Für Markus Czempiel, dessen Praxis in Tailfingen freitags bis 18 Uhr geöffnet ist, bedeutet das, dass er zwei Stunden früher schließen muss. Und für die kleinen Patienten? Deren Eltern könnten freilich wählen, wo sie hinfahren, heißt es in der Mitteilung der KVBW.

So locker sehen das die Eltern, die mit ihren Unterschriften auf den Listen in den Kinderarztpraxen den Erhalt des Notdienstes im Kreisfordern, freilich nicht: "Es kann doch nicht wahr sein, dass man nach Tübingen fahren muss, wenn von jetzt auf gleich hohes Fieber auftritt und das Kind nicht mehr schlucken kann", schreibt eine Mutter auf der Facebook-Seite des Schwarzwälder Boten Balingen. "Unglaublich, das man die medizinische Versorgung der Kinder erzwingen muss", meint eine andere. "Ich musste auch schon nachts nach Reutlingen fahren, total übermüdet, mit dem Kind im Auto." Ein Leser schlussfolgert: "Da bleibt den Eltern nur übrig, sofort die 112 anzurufen und das Kind mit dem Krankenwagen holen zu lassen." Ein anderer fügt hinzu: "Haben wahrscheinlich ein paar ganz schlaue Sesselfurzer durchgerechnet, dass es so billiger ist. Für mich ist das keine humane Medizin mehr, wenn jegliche Sozialethik den Bach runter geht. Soll ich im Winter auf der Alb bei verscheiten Straßen nachts eine Stunde durch die Gegend fahren?"

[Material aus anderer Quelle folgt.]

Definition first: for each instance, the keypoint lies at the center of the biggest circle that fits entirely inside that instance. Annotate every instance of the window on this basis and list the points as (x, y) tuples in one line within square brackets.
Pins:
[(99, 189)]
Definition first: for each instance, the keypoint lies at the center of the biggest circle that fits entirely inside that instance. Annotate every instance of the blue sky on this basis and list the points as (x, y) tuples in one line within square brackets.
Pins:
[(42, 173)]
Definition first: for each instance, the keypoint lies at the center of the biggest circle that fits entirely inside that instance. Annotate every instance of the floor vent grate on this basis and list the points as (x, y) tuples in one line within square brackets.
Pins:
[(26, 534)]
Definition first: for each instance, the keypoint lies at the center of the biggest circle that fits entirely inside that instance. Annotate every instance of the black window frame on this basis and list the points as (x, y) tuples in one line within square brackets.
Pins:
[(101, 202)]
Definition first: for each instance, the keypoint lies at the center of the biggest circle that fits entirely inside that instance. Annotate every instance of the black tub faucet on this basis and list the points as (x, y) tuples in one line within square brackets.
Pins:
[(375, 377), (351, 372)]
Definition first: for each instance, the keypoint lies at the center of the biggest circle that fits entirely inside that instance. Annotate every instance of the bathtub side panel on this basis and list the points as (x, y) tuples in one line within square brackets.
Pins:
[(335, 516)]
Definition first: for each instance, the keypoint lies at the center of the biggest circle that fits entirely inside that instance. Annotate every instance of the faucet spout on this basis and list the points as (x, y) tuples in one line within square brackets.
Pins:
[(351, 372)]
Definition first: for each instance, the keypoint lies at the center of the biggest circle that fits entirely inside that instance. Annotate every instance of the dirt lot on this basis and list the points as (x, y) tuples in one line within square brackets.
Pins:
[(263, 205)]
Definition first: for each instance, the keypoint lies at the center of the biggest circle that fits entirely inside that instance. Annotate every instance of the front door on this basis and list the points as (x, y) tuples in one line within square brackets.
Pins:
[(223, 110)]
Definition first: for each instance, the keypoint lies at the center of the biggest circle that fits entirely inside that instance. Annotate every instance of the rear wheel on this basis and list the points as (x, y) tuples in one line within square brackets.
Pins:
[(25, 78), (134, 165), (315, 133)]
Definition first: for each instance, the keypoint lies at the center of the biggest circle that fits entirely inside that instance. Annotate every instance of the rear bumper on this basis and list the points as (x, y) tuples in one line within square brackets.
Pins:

"Pfui, schämt euch", schreibt eine Mutter, "wieder mal bei den Kleinsten und Schwächsten gespart." Und eine werdende Mutter: "Mein kleiner Schatz kommt voraussichtlich 2017. Tut mir das nicht an!" "Armselig", heißt es in einem weiteren Kommentar, "Kinder sind unsere Zukunft. Warum kapiert ihr das nicht? Traurig und erschreckend!" In anderen Kommentaren ist zu lesen, dass manche Eltern gar kein Auto haben.

"Wir gehen davon aus, dass wir sehr nahe an Ihrer Wunschlösung liegen", heißt es in der Mitteilung der KVBW an die Kinderärzte. Gleichzeitig wird zugesagt, "eventuell auftretende Unzulänglichkeiten nach Ablauf der Modellphase nachzujustieren". Sprich: Muss erst etwas passieren, ehe justiert wird?